Conclusion: Financing Kenya’s Development Ambitions
The proposed national infrastructure fund represents ambitious attempt to address Kenya’s infrastructure financing challenge through domestic resource mobilization rather than continued accumulation of external debt. Success will depend on multiple factors including securing adequate initial capitalization, establishing robust governance preventing political interference and corruption, developing professional project selection and management capabilities, and maintaining political consensus across administrations.

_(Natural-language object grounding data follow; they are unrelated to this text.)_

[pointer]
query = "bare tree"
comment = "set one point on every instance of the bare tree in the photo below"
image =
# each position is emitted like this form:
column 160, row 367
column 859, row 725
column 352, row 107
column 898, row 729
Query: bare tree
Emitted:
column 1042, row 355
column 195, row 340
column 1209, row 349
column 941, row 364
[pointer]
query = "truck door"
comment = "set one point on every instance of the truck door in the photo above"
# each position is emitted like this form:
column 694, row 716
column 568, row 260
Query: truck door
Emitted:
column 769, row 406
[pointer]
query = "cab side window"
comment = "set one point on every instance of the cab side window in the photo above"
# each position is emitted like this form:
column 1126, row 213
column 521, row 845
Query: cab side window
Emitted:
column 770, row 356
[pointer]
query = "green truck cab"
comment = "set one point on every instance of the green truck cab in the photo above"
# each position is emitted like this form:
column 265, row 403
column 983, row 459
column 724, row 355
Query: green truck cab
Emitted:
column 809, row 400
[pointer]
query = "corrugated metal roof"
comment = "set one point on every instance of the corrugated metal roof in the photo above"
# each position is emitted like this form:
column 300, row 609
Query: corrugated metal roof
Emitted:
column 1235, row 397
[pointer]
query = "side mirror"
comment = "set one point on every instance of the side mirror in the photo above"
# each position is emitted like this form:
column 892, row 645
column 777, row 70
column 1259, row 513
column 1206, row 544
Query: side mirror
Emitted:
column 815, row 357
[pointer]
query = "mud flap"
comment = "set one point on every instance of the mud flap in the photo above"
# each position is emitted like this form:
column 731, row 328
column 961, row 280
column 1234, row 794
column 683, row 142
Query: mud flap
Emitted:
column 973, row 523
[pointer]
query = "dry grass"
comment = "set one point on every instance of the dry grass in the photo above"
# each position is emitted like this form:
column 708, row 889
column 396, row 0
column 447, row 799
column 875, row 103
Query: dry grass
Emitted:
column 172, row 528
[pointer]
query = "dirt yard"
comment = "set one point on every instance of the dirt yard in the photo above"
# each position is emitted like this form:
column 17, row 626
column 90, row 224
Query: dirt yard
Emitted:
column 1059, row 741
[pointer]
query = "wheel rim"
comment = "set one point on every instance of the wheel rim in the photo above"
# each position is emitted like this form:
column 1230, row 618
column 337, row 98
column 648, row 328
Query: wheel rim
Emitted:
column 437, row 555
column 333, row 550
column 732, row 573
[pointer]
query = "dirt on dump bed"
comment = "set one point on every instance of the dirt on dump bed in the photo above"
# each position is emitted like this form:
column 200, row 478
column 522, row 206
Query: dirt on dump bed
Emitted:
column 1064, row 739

If implemented effectively with strong institutional safeguards and professional management, the infrastructure fund could transform Kenya’s development trajectory by ensuring predictable, adequate financing for priority projects, completing the backlog of stalled infrastructure, and positioning Kenya for the accelerated economic growth that quality infrastructure enables. However, if mismanaged through poor project selection, inadequate oversight, or corruption, the fund risks becoming another mechanism for resource misallocation rather than solution to Kenya’s infrastructure deficit.
The coming months will reveal whether this infrastructure fund vision translates into concrete institutional framework with necessary legislative backing, adequate capitalization, and implementation capacity—or whether it joins the long list of announced but never fully realized development initiatives that have characterized Kenya’s uneven progress toward its infrastructure and economic development aspirations.